Stupid Dude: “What the F***! You can’t do that!”
Cops: “Yes we can. You need to find someone to give you a ride home.”
Stupid Dude: “What’s your badge number Pig so that I can report you?”
Cop #1: “Badge Number 8309.”
Stupid Dude: “I got it and I’m calling it in now Cop 9803”
We all got quite a laugh from Stupid Dude, but I can never imagine treating someone, especially a police officer that way. Things seemed to be back on track. I went to check on the bartenders and the reception. Everyone was dancing and having a good time.
Then I went out to the front desk area to see the bride screaming at the young lady at the reception desk.
Me: “I’m sorry to interrupt this conversation, but is there a problem?” I say as kindly as one can while wanting to punch someone in the face.
Bride: “Yes there’s a problem. People were thrown out of my wedding.”
Me: “There were two men asked to leave the reception, you are correct.”
Bride: “I cannot believe this! They didn’t do anything wrong! They didn’t even hit anyone or get into a fight yet.”
Me: “Well they were disrespectful to the police officers, my staff and they were drinking underage.”
I honestly didn’t make out a lot of the next couple of sentences that were screamed in my face. It was a string of profanities and fingers being pointed in my face. I was in shock and I was doing everything to contain my anger and laughter. I was instantly whisked away to the set of Jerry Springer.
I was brought back into reality by the police officers standing on each side of me. One said “We are done hearing this, are you done? We can take her out of here right now!”
My eyes focus back on the situation and notice that no only is the “lovely” bride still scream at me, but looking around the entrance of the reception facility there is a crowd – I think I noticed a few fist pumps, some Arsenio Hall “whoops,” and other cat calls associated with professional wrestling events or NASCAR and I was ripped from Jerry Springer, back to reality.
Me: “Bride. Listen. Bride. BRIDE!!!”
Bride: “Yeah, B****”
Me: “I am going to give you two choices. A) These officers can take you out of your wedding reception and you can spend your wedding night in jail or B) you can go back into your wedding reception and enjoy the rest of your night.”
Then I was called names that I have never been called before and words I am not even comfortable using asterisks to “bleep” them out.
Within seconds, the officers were being called back to the bar, to help the bartenders “control a situation.”
A few minutes later I was called back to the reception area to speak with the bride’s father.

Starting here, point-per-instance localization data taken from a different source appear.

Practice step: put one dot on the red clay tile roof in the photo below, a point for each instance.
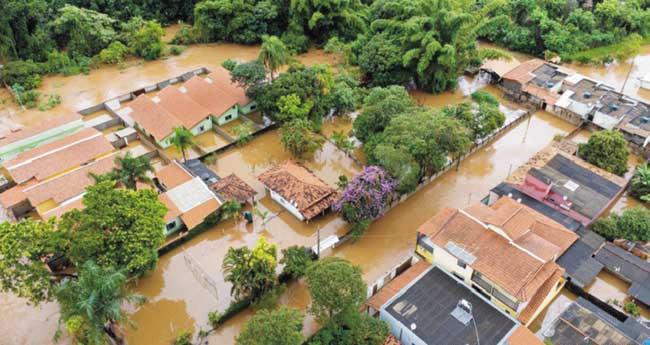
(527, 314)
(14, 195)
(59, 211)
(209, 95)
(221, 78)
(153, 118)
(70, 184)
(508, 265)
(397, 284)
(232, 187)
(523, 73)
(42, 127)
(523, 336)
(182, 106)
(298, 185)
(196, 215)
(173, 175)
(172, 210)
(391, 340)
(58, 156)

I explained the situation. He was almost in tears from the embarrassment and apologized for his daughter. He supported my decisions 100% and he want back into the reception and hung out by the bar the rest of the night. If a guest even thought about raising his or her voice at one of the bartenders, the father interjected and either told them to go dance or to leave the reception. Thank my lucky stars for this Father of the Bride!!!

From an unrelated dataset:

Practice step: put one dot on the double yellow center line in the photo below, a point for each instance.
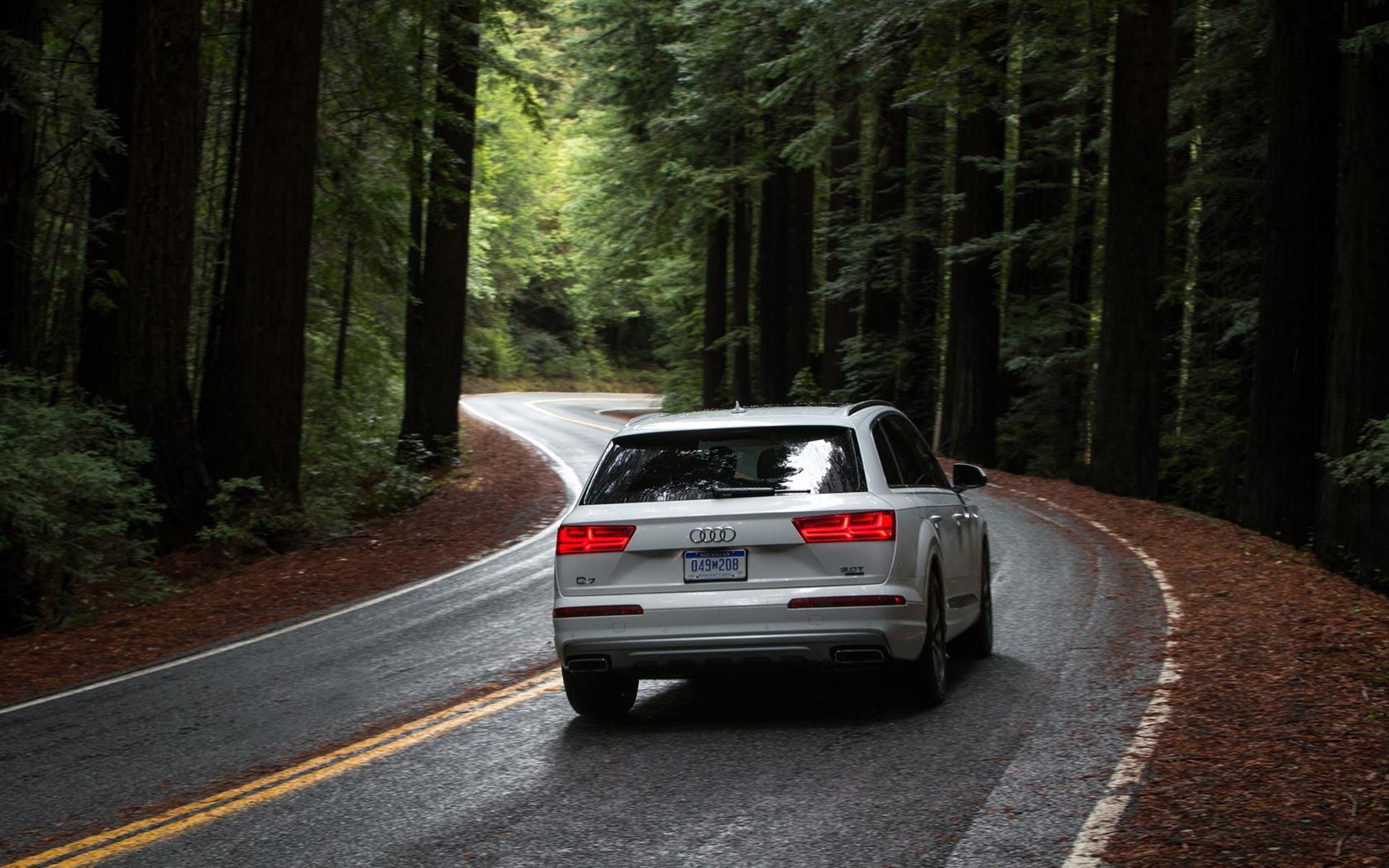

The rest of the evening went fairly well. I had to threaten a group of 10 year olds with being arrested to get them to listen to me, we had to clean up intentional spills, but at least there were not any more people who decided they wanted to scream in my face.

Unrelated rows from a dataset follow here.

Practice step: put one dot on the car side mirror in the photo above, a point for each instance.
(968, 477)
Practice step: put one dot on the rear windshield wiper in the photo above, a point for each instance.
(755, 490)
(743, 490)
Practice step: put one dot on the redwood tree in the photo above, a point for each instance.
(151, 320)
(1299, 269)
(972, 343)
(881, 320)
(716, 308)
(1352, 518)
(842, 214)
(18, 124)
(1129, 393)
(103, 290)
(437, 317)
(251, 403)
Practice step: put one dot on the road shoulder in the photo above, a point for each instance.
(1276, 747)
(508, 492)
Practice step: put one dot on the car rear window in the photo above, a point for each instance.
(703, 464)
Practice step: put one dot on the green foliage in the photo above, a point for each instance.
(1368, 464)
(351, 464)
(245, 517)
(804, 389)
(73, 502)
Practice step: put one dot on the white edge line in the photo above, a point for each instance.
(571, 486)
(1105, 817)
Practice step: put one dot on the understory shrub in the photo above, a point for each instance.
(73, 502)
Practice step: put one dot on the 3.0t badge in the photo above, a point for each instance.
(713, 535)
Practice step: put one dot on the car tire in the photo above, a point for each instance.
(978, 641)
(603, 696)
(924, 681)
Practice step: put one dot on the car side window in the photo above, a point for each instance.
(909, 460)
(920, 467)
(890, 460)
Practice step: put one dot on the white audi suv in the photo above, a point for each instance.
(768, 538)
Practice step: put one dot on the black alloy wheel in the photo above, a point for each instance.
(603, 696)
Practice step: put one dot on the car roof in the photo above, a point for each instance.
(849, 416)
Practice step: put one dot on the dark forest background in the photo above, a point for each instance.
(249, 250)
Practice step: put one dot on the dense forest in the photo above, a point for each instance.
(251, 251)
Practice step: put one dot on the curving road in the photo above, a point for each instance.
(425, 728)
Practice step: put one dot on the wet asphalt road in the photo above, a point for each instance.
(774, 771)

When the bar closed and people left the building, we all did a happy dance.
I do believe that we can learn something from every encounter we have during our lives. What did I learn from this bride? Hmmmmm….I learned that a great way to accessorize a wedding dress is to get a tattoo. I also learned a plethora of new curse words.
I have a feeling that this is NOT the last time I will hear from this bride or her family. There is a small part of me that doesn’t want to check my voicemail or answer my phone for the next couple of weeks. I anticipate a phone call from the bride or her mother any second now.
Oh no, my phone is ringing now – I hope it is not them!!!